The food lines usually stretched for a mile or two, winding around the blocks. It was common occurence for people passing by to join a line before they even knew what the store was selling. We knew instinctively that, whatever it was, toilette paper, soap, cooking oil, shampoo, vitamins, cotton, we needed it. Everyone was in stock up mode, carried collapsible shopping bags, and lots of cash in case the need arose. People were robbed often since writing checks or credit cards did not exist in a communist regime. There was one central bank that allowed citizens to have savings accounts or specialized accounts for purchasing cars as it took years for deliveries to be made and the purchaser had to have the entire amount in a car savings account before they could register their name on the production/purchase list.
My first grocery trip was at Horn's Big Star in Houston, MS. This was certainly not a supermarket since the town of Houston only had 3,000 inhabitants and a little over 50,000 people in the county. But to me, it might as well have been Harrod's of London or Gallerie Lafayette in Paris. I was speechless at the rows and rows of packaged, frozen, and fresh food. The bright light was dazzling, the polite staff, the immaculate floors, shelves, and the lack of lines were stunning. Bill was laughing at my shocked demeanor - I could not fathom were all this fresh food had come from. The packaging was so colorful and beautiful, it appeared as a work of art to me. I was filling my grocery cart as if there was going to be a 50 year famine. I did not know what to choose, I felt like a child in a candy store with a myriad of choices. I could picture myself as a chicken who, when presented with an endless supply of food, gorged so much that it eventually died of overeating.

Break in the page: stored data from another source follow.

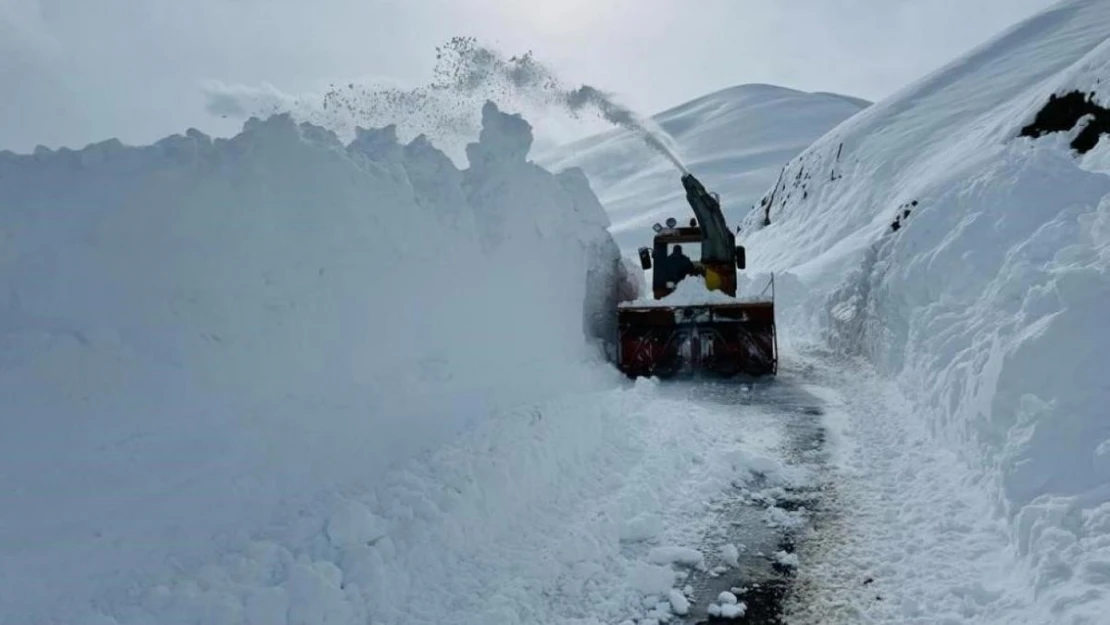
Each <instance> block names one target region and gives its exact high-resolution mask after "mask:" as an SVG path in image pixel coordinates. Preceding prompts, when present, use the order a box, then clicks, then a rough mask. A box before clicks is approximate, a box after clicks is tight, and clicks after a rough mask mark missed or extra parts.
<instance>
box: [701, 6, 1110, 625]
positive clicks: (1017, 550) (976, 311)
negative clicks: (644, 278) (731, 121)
mask: <svg viewBox="0 0 1110 625" xmlns="http://www.w3.org/2000/svg"><path fill="white" fill-rule="evenodd" d="M1108 41H1110V4H1107V3H1106V2H1100V1H1094V0H1076V1H1067V2H1062V3H1060V4H1058V6H1056V7H1053V8H1052V9H1051V10H1048V11H1046V12H1043V13H1041V14H1039V16H1037V17H1035V18H1032V19H1030V20H1028V21H1026V22H1023V23H1021V24H1018V26H1017V27H1015V28H1012V29H1011V30H1009V31H1007V32H1006V33H1003V34H1001V36H1000V37H999V38H997V39H996V40H993V41H992V42H990V43H988V44H985V46H982V47H981V48H979V49H977V50H976V51H973V52H971V53H970V54H968V56H967V57H965V58H962V59H959V60H957V61H955V62H952V63H950V64H949V65H947V67H945V68H942V69H940V70H938V71H937V72H935V73H934V74H931V75H929V77H927V78H925V79H922V80H921V81H919V82H917V83H915V84H912V85H910V87H908V88H906V89H904V90H902V91H901V92H899V93H897V94H895V95H892V97H890V98H889V99H887V100H885V101H882V102H879V103H876V104H875V105H872V107H870V108H869V109H867V110H865V111H862V112H860V113H859V114H857V115H855V117H854V118H851V119H850V120H848V121H846V122H845V123H842V124H840V125H839V127H837V128H836V129H834V130H833V131H830V132H829V133H828V134H827V135H825V137H824V138H823V139H821V140H820V141H817V142H816V143H815V144H814V145H813V147H810V148H809V149H807V150H806V151H805V152H803V153H801V154H800V155H798V157H797V158H795V159H794V160H791V161H790V164H789V167H788V168H787V169H786V172H785V175H784V177H783V182H781V184H779V185H776V187H775V188H774V189H773V191H770V192H768V193H767V194H766V195H765V203H764V206H763V208H757V209H756V210H755V211H753V212H751V214H749V215H748V216H747V218H746V220H745V222H744V224H743V225H744V233H745V235H744V236H743V238H741V240H743V242H744V243H745V244H746V245H747V246H748V250H749V256H748V259H749V266H751V268H753V269H755V270H757V271H763V272H769V271H776V272H780V273H779V275H780V278H781V279H783V280H781V283H783V284H785V285H789V288H788V289H787V292H788V293H789V294H790V298H793V302H797V303H798V305H799V306H800V309H797V310H794V311H785V319H788V320H789V323H788V326H787V327H785V330H784V332H785V334H786V335H789V336H794V337H795V339H800V337H803V336H805V337H809V339H813V340H821V341H827V342H829V343H830V344H831V345H834V346H835V347H837V349H838V350H841V351H842V352H846V353H849V354H862V355H866V356H867V357H868V359H869V360H871V361H872V362H874V363H875V365H876V366H877V367H878V370H879V371H880V372H882V373H884V374H887V375H889V376H891V377H894V379H895V380H897V381H898V382H899V385H900V387H901V389H902V391H904V392H905V393H906V394H907V396H908V397H909V399H910V400H911V401H912V402H914V405H915V412H916V414H917V416H918V417H919V419H921V420H924V422H925V423H926V424H927V426H928V429H929V431H930V432H931V433H932V435H934V436H935V437H936V441H935V443H939V444H940V445H942V446H945V447H947V448H951V450H953V451H955V452H957V453H958V454H959V457H960V458H961V460H962V462H963V463H966V481H967V482H968V483H969V484H972V483H973V484H975V486H973V487H975V488H978V490H980V492H981V493H982V496H987V497H991V500H992V501H993V504H995V512H996V513H997V514H998V515H1000V516H1001V517H1002V518H1005V520H1006V521H1007V522H1008V531H1009V533H1010V536H1009V546H1010V548H1011V550H1012V551H1013V553H1015V554H1016V555H1017V556H1018V558H1019V562H1021V563H1022V565H1023V566H1025V567H1027V568H1028V573H1029V576H1028V579H1029V582H1028V583H1029V585H1030V586H1031V587H1027V588H1026V592H1028V593H1031V594H1032V595H1033V596H1036V597H1037V599H1038V605H1040V606H1041V607H1042V608H1043V609H1045V613H1043V614H1027V615H1023V616H1022V617H1021V618H1020V619H1011V621H1008V622H1019V621H1023V619H1026V618H1028V619H1029V621H1028V622H1032V623H1047V622H1053V623H1066V622H1067V623H1096V622H1102V621H1101V619H1104V615H1106V612H1107V607H1108V606H1110V603H1108V602H1110V596H1107V595H1106V592H1104V588H1106V586H1104V584H1106V581H1107V578H1106V575H1104V573H1103V572H1104V571H1106V569H1107V567H1108V566H1110V553H1108V552H1107V547H1106V545H1107V544H1108V541H1110V462H1108V458H1110V455H1108V450H1110V422H1108V421H1107V409H1106V406H1107V405H1110V386H1108V385H1107V383H1106V380H1104V375H1106V372H1107V371H1110V355H1108V354H1110V352H1108V350H1107V346H1108V345H1110V342H1108V337H1110V334H1108V332H1107V329H1106V323H1104V320H1106V319H1107V312H1106V311H1107V309H1108V308H1110V262H1108V261H1110V254H1108V250H1110V230H1108V226H1107V224H1108V223H1110V212H1108V211H1110V168H1108V164H1107V163H1108V162H1110V160H1108V154H1110V142H1108V141H1106V140H1102V141H1101V142H1099V143H1098V145H1097V147H1094V149H1093V150H1090V151H1089V152H1087V153H1079V152H1077V151H1076V150H1073V149H1072V148H1071V142H1072V141H1073V140H1074V139H1076V137H1077V135H1078V134H1079V133H1080V131H1081V130H1082V128H1084V127H1086V124H1088V123H1092V124H1096V123H1097V124H1102V123H1103V122H1102V121H1101V120H1100V115H1102V113H1096V114H1092V115H1090V117H1087V118H1084V119H1083V120H1081V121H1080V120H1078V119H1077V118H1078V117H1079V114H1072V115H1071V118H1070V119H1067V120H1064V123H1062V124H1061V125H1062V127H1063V128H1064V129H1067V130H1064V131H1063V132H1052V133H1047V134H1045V135H1043V137H1040V138H1028V137H1021V135H1022V134H1023V132H1022V130H1023V129H1025V128H1026V127H1027V125H1029V124H1035V125H1036V124H1040V125H1043V124H1045V123H1046V122H1045V119H1043V117H1042V119H1040V120H1038V113H1039V112H1040V111H1041V109H1042V108H1043V107H1046V104H1047V103H1048V102H1049V97H1050V95H1051V94H1059V95H1063V94H1067V93H1069V92H1071V91H1077V90H1078V91H1079V92H1080V95H1079V100H1082V99H1083V94H1087V93H1089V94H1090V97H1091V98H1092V99H1093V101H1094V102H1096V103H1101V104H1110V88H1108V87H1107V85H1104V84H1103V81H1110V43H1108ZM1094 111H1096V109H1094V108H1092V112H1094ZM1080 112H1082V111H1080ZM1056 117H1057V118H1060V117H1064V118H1066V117H1067V114H1066V113H1064V114H1062V115H1061V114H1060V113H1059V111H1057V114H1056ZM1058 121H1059V120H1058ZM1099 128H1104V127H1101V125H1100V127H1099ZM693 169H694V171H695V172H697V168H696V167H695V168H693ZM768 218H769V223H770V224H769V225H767V226H764V223H765V219H768ZM783 272H788V273H789V275H786V274H784V273H783ZM788 301H789V300H788ZM799 311H800V312H804V314H798V312H799ZM985 583H988V584H989V583H990V582H985ZM991 592H993V591H988V594H989V593H991ZM993 596H995V599H997V598H998V595H993ZM983 601H985V605H986V606H990V607H992V608H993V609H996V611H997V609H999V605H998V604H992V603H991V601H993V599H983ZM990 607H988V609H987V611H986V612H983V613H982V614H980V615H979V618H982V619H987V621H989V619H991V617H990V616H988V614H990ZM976 614H979V613H978V612H976ZM904 616H905V615H904ZM1009 617H1010V618H1017V617H1016V616H1015V615H1012V614H1010V615H1009ZM993 618H998V619H999V622H1007V621H1006V615H1005V614H1001V613H996V614H995V615H993Z"/></svg>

Needless to say, I became Horn's Big Star frequent customer, relishing in the ability to buy fresh fruit any time I wanted. The apples were plump and fresh, coming in many varieties, ruby red, yellow, green, rosy, sweet, tart, etc. No more shriveled up or wormy fruits in summer time. I could eat apples or any fruits year round. I felt the luckiest girl in the world! I had tears in my eyes and I still do when I think of the experience and how I was explaining it to my mom and dad on the phone. To say that they were incredulous is an understatement. Only in heaven would people have such an abundance of food - endless rows of choices, cheap prices, attractive packaging, and free samples to boot.